バージンロードで始めましょう~次期社長と恋人契約~
「どうするって言っても、モデルなしでチャペルの中だけ撮影するか? それとも俺をキャンセルして別のカメラマンに依頼し直すか? 俺はそれでも構わな…… ん?」

 飄々とした態度でそんなことを言っていた村内先生が、副社長の姿を見て片眉をヒョイと上げた。
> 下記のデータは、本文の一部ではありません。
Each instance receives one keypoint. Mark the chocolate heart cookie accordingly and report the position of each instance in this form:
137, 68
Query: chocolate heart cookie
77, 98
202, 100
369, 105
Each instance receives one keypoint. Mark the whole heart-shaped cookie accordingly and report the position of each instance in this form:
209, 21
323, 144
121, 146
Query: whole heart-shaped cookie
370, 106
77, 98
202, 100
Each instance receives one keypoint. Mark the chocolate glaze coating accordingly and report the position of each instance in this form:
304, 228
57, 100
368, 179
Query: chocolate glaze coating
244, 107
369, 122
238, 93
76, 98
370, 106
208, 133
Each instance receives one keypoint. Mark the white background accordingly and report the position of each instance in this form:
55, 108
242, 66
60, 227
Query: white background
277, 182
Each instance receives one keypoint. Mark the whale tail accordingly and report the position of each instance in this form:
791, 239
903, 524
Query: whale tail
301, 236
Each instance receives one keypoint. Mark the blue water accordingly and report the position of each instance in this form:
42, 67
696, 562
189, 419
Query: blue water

「なーんだ。男の方のモデルは来てるじゃねえか。あんた、新婦役のモデルは一緒じゃねえのか?」

「は?」

 いきなり意味不明なことを言われて目を瞬かせている副社長に、村内先生は面倒くさそうな表情でガリガリと頭を掻きながら指示を出す。

「ま、いいや。とにかく新郎役なんだからすぐにタキシードに着替えて来い」

 そのセリフを聞いた私と副社長は、無言で顔を見合った。

 この先生、もしかして副社長のことを代理で来たモデルと勘違いしてない?

「村内先生、違います。こちらの方はモデルじゃありませんよ」

 さっき事情を説明してくれた年長のスタッフさんが、苦笑いしながら先生に説明をする。

 スタッフさんと副社長の顔を「ん? ん?」と交互に見比べている先生に、副社長が丁寧に身を屈めて挨拶をした。

「初めまして。ボヌシャンス迎賓館取締役の名取響です」

「はあ? あんた、ここの責任者だったのか!」

 先生が頓狂な声を出して、副社長を頭のてっぺんから足の先までジロジロと眺めている。